Shortly after embracing rural life, she began her love affair with composting, developing and perfecting her methods to the point of building a reputation as a local expert. The experience got her to thinking about taking her learnings a step further.

"All these things produce something beautiful," Wiigh-Masak said of the organic waste that she turns into compost. "But my own body and my family members' bodies aren't used to produce something beautiful."

And so an idea was born. "I have been working on this all my adult life," she added.

However, the process stops short of using corpses to make compost, something that provides its own challenges - both ethical and practical. "Our compost wouldn't refuse human remains but we need to regulate this to guarantee ... to keep the feeling of respect," Wiigh-Masak said.

Urban Death Project leads the way in the US

No such qualms exist in the US, though, where a natural burial movement is starting to take shape.
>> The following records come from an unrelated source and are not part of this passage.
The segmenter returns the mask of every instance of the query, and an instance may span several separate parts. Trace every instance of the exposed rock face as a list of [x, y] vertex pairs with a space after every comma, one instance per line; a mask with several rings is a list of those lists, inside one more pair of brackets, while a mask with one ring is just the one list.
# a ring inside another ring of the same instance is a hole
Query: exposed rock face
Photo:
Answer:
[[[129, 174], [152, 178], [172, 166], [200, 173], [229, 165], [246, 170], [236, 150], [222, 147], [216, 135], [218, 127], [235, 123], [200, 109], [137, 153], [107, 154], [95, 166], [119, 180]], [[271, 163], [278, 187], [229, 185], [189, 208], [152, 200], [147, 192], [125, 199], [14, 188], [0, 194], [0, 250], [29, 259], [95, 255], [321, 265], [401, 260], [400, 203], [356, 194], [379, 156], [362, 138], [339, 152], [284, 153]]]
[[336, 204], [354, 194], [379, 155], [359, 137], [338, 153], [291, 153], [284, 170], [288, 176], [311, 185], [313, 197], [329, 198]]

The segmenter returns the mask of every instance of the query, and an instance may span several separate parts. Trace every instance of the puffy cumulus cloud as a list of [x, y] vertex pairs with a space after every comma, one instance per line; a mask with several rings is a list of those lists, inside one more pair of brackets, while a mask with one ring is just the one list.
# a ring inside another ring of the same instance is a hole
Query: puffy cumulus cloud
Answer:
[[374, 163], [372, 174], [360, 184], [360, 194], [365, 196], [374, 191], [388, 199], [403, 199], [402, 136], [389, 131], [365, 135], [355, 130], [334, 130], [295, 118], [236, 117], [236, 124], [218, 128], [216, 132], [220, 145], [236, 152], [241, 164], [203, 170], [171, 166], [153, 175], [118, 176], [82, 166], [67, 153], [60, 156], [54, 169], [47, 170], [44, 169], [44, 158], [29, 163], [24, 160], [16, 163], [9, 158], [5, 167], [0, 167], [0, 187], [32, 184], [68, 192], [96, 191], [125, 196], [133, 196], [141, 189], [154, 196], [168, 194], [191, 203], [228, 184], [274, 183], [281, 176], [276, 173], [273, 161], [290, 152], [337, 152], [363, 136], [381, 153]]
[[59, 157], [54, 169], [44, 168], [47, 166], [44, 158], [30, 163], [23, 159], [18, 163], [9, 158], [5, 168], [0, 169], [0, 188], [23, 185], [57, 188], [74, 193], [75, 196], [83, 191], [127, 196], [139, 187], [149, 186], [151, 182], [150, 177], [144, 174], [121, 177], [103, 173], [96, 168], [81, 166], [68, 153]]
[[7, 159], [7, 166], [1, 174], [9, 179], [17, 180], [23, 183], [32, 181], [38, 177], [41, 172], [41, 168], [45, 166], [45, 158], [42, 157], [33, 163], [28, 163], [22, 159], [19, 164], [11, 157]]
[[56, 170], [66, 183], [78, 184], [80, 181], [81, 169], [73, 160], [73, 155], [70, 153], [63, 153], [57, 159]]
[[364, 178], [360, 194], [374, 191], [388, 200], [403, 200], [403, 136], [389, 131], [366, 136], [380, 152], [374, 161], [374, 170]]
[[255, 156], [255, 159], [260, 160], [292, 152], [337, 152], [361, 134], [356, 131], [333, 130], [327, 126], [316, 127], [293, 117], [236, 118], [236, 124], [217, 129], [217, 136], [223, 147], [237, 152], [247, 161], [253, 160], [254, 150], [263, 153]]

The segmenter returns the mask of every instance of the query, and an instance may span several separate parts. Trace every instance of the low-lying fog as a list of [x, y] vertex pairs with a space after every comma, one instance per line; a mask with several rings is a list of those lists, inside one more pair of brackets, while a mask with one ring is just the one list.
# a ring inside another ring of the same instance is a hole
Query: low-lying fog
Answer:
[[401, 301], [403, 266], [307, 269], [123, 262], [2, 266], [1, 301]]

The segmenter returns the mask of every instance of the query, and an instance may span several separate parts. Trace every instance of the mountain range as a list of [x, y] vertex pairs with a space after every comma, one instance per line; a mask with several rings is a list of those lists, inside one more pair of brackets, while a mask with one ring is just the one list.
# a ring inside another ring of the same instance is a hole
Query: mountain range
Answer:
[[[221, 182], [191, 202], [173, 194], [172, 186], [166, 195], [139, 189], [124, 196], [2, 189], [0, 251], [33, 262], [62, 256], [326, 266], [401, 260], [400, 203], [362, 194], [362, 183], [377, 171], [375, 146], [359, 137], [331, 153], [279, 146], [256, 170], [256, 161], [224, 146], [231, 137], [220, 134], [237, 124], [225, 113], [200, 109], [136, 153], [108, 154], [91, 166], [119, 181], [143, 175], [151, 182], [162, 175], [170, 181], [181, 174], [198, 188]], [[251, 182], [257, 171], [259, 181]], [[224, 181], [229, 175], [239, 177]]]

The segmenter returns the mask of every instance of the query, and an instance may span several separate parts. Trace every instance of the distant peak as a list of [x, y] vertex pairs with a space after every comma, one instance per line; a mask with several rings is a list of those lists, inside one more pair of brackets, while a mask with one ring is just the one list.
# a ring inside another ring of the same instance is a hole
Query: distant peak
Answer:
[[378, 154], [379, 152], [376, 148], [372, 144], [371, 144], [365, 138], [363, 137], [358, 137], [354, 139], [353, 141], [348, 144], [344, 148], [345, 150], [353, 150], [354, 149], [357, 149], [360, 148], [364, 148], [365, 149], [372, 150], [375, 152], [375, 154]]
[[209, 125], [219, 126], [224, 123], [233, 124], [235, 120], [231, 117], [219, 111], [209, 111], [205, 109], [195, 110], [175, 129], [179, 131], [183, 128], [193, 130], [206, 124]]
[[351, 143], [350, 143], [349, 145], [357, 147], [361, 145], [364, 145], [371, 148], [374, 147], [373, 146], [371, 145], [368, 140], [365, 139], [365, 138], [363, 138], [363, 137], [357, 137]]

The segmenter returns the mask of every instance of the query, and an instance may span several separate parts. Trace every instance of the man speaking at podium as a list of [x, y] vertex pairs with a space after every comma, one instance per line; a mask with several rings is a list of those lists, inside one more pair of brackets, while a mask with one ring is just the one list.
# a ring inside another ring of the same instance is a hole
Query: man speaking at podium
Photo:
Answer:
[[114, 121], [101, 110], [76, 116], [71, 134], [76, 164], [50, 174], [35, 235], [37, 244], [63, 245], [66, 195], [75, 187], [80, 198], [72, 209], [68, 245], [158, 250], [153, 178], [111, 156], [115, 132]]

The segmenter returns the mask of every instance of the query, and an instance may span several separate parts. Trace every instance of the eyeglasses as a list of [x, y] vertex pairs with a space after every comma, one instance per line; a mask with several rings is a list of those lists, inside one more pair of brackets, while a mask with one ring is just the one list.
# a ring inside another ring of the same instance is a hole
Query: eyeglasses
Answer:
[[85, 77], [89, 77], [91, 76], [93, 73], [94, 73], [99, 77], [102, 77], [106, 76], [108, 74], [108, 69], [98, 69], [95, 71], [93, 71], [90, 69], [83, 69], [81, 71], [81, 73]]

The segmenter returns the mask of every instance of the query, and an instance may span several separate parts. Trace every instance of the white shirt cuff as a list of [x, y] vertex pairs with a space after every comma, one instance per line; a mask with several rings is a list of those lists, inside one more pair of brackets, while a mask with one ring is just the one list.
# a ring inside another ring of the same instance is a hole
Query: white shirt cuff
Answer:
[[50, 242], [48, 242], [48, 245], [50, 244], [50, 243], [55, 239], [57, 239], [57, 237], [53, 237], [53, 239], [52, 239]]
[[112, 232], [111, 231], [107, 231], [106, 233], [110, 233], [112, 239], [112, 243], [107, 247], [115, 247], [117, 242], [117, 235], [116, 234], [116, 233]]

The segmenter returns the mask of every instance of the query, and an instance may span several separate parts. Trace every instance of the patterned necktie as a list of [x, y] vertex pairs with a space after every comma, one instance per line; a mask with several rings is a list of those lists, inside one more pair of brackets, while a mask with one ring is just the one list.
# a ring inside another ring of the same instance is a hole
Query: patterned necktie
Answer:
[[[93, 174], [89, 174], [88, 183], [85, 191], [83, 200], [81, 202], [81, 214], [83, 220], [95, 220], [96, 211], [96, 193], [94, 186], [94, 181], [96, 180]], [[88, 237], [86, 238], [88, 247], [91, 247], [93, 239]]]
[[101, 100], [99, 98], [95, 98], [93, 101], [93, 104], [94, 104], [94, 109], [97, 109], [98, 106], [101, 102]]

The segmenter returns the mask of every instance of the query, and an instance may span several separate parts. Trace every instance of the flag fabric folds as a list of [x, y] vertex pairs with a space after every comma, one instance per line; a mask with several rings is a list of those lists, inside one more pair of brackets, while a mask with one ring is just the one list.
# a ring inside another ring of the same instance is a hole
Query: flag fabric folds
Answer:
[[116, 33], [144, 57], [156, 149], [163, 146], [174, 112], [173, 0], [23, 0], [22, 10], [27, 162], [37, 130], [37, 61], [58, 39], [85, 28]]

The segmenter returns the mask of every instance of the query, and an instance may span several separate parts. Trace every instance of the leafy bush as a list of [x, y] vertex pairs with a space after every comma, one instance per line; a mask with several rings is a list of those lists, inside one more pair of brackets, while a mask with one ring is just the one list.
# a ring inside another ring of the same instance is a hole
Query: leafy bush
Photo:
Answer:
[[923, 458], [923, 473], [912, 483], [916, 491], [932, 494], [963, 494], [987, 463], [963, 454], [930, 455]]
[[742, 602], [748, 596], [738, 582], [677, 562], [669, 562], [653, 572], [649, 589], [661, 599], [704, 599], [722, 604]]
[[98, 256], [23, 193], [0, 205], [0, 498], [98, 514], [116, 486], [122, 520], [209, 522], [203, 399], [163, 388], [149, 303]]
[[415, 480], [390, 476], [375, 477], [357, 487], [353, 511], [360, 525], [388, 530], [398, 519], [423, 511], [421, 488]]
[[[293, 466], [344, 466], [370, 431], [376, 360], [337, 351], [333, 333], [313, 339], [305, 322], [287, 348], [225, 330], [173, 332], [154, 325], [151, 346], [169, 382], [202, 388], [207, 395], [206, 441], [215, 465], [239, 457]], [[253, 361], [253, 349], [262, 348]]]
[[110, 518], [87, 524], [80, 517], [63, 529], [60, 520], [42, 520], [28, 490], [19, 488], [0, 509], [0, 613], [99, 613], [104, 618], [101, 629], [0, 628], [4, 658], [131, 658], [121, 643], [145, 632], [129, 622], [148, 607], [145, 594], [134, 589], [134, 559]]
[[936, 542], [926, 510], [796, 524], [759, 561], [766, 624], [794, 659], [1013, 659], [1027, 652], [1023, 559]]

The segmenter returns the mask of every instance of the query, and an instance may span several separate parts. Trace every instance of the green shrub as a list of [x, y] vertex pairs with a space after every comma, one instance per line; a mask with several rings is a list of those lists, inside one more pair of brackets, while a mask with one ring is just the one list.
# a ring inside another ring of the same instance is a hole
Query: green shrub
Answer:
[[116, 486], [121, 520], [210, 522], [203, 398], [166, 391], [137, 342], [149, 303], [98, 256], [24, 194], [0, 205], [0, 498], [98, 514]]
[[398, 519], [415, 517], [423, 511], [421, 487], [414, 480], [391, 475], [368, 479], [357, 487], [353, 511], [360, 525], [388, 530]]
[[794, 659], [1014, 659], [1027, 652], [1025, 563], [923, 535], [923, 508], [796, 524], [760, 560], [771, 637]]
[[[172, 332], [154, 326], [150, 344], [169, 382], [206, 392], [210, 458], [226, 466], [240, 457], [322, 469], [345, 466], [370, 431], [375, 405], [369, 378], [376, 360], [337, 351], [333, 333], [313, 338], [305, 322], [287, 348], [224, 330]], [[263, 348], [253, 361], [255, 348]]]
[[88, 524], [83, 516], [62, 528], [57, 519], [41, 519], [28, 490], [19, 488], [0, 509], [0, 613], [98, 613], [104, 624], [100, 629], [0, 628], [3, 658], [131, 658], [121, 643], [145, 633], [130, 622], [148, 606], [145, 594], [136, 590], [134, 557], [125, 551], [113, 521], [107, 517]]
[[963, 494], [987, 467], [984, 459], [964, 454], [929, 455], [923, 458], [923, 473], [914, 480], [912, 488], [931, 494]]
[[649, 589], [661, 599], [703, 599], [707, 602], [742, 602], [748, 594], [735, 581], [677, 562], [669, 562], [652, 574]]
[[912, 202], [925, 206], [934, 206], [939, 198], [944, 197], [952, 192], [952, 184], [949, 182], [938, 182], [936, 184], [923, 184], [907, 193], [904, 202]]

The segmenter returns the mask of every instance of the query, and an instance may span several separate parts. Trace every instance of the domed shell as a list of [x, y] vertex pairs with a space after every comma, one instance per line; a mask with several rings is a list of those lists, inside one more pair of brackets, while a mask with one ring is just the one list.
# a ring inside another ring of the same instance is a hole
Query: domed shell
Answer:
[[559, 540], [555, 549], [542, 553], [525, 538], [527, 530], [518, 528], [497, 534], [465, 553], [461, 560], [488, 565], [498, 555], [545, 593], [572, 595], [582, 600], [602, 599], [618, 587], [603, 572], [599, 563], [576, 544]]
At the forefront is Seattle-based Katrina Spade, who is advocating the construction of a facility for human composting.

"Composting makes people think of banana peels and coffee grounds," Spade told The New York Times. "[But] our bodies have nutrients. What if we could grow new life after we've died?"

Spade's approach follows well-established composting methods that mix materials rich in nitrogen such as corpses with materials containing carbon such as woodchips. Adding appropriate amounts of water and air raises the temperature and gets the process going.

Composting makes people think of banana peels and coffee grounds. But our bodies have nutrients. What if we could grow new life after we've died?
- Katrina Spade

Spade founded the Urban Death Project, which aims to crowdsource $75,000 (£51,000) to build a "compost-based renewal system" for human bodies. In reality, this would take the shape of a three-story structure that would encourage the natural decomposition of corpses with the help of added high-carbon materials.

Each structure would hold about 30 bodies, with new ones added on top and a rich compost left at the bottom, replicating on a much larger scale the process of a standard compost bin.

As of 15 April, Spade was well on her way toward reaching that target with $51,248 raised.

Back in Sweden, Wiigh-Masak is unlikely to chip in. She is sceptical about the chances Spade will succeed without breaking the body up, though she is careful to avoid discouraging her fellow compost enthusiast.

"You can never get any soil production from a whole body," Wiigh-Masak said, stressing the process needs air to work. "If you don't do your homework, you will end up with a mess."